Unknown — "Bronze portrait bust of a man" (ca. 50 BCE–54 CE), public domain
The night Clodius slipped in—veiled.
It’s winter in 62 BC. The Bona Dea festival is underway at Julius Caesar’s house—no men allowed. Clodius Pulcher, hungry for gossip or mischief, disguises himself as a woman and sneaks in, hoping to catch Caesar’s wife, Pompeia, in a compromising situation. Someone spots a stranger’s too-deep voice. Panic erupts.
Scandal in the Senate, trial in the streets.
Caesar divorces Pompeia with the icy line, 'Caesar’s wife must be above suspicion.' Clodius lands in court, defended by a who’s who of Roman lawyers—Cicero included. The trial becomes a circus. Despite clear guilt, Clodius is acquitted after massive jury bribery. The rift between Rome’s most powerful men only widens.

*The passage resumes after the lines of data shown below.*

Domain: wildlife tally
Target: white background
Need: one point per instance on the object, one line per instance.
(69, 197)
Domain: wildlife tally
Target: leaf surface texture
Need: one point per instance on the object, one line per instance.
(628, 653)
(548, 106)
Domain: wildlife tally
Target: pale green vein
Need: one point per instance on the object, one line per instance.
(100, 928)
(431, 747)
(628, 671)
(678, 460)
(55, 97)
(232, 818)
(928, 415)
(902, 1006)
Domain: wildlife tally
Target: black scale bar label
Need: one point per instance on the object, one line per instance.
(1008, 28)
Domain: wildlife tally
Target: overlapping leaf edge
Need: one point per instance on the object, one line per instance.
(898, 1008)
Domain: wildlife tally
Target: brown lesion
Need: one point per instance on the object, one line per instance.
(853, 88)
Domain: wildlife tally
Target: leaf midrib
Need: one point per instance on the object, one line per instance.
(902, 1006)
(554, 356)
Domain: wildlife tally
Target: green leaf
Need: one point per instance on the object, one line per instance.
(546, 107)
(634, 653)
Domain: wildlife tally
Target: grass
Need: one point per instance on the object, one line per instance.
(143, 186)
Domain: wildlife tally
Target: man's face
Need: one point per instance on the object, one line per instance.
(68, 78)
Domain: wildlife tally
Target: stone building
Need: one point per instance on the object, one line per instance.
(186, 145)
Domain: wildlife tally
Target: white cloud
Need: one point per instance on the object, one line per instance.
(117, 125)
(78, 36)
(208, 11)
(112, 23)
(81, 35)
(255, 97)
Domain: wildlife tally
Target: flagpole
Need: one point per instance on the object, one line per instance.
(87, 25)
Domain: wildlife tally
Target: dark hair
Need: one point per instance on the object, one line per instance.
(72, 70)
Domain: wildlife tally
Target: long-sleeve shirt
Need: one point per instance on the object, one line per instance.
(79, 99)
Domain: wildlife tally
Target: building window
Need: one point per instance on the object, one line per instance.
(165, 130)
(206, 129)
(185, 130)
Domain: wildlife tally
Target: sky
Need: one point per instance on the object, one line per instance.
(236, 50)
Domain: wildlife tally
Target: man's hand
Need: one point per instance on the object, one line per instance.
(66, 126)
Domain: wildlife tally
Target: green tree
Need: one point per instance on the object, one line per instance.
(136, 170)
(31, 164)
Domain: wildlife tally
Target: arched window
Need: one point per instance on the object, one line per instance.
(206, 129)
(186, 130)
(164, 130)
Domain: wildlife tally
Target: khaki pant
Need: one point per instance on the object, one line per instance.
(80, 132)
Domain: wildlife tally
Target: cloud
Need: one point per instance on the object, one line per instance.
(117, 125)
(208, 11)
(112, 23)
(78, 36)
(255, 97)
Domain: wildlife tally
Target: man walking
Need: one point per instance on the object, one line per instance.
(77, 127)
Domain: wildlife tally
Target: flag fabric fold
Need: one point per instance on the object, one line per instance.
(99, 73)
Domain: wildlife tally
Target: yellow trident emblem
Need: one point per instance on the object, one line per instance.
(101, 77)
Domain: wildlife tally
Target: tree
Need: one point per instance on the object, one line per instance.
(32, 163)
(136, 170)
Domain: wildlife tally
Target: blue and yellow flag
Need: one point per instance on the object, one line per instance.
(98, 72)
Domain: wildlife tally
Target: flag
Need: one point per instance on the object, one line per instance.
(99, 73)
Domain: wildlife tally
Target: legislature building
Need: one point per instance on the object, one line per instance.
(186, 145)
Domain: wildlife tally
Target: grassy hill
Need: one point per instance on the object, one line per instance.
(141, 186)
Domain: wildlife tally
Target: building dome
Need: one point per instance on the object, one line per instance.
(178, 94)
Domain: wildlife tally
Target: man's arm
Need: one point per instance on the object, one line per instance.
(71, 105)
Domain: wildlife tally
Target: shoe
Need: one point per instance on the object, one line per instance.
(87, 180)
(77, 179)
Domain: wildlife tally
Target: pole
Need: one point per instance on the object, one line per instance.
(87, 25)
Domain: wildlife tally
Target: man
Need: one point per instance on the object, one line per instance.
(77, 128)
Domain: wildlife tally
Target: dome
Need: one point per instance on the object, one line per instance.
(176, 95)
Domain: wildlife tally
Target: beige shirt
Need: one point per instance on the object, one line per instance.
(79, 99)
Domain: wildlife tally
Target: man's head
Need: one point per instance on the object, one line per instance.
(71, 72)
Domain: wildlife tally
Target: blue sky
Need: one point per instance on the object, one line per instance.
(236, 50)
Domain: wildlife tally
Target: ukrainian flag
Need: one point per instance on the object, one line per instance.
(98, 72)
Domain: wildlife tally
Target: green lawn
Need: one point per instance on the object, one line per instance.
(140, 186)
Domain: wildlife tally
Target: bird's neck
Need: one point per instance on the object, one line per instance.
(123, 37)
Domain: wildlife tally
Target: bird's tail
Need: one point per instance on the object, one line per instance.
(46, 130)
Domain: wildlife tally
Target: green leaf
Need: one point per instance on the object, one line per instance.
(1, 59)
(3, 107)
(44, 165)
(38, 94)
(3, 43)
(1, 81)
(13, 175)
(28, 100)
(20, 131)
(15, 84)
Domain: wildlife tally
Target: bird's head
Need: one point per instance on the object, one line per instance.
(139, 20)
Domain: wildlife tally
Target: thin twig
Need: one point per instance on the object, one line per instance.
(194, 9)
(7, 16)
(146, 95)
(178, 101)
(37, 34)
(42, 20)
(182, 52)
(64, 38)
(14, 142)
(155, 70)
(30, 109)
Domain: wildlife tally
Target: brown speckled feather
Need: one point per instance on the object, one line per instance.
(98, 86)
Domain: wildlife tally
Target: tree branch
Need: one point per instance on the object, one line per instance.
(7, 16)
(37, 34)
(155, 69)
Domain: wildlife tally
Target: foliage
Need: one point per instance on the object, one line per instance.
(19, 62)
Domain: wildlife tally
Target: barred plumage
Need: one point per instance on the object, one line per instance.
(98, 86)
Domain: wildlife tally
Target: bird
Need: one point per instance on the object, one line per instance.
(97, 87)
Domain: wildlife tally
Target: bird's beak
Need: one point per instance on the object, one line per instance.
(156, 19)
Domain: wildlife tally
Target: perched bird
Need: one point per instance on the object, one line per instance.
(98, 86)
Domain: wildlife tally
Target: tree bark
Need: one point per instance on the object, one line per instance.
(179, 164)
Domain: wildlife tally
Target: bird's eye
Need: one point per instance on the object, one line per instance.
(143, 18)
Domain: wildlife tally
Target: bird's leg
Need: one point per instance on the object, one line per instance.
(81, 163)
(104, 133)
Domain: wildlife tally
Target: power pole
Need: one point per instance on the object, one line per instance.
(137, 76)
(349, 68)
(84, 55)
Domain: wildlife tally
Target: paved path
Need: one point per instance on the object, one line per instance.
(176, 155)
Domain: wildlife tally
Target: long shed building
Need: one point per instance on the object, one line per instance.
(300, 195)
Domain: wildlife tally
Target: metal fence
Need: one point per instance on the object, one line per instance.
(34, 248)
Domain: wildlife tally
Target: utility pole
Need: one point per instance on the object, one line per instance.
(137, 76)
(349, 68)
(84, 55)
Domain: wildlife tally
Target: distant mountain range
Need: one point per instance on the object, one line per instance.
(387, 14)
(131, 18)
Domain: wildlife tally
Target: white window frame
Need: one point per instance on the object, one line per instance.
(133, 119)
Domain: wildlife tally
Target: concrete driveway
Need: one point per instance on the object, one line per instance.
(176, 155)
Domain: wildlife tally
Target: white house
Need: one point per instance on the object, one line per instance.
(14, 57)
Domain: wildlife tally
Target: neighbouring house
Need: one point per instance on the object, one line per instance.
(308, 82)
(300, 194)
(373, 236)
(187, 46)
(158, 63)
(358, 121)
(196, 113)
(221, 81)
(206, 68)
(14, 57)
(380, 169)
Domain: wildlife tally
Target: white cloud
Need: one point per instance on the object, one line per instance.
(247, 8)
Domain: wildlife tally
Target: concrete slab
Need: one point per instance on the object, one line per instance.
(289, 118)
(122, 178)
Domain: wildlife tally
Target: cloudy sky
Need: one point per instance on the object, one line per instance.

No one truly escapes the fallout.
Clodius becomes more infamous than ever, Pompeia’s reputation is ruined, and Caesar’s unspoken warning—appear blameless, or else—echoes through Roman society. From now on, political battles will be fought as much with private slander as in open war.
Publius Clodius Pulcher provoked one of the wildest scandals in Roman history by dressing as a woman to invade a secret festival—unleashing a courtroom circus that exposed elite rivalries and shattered political alliances.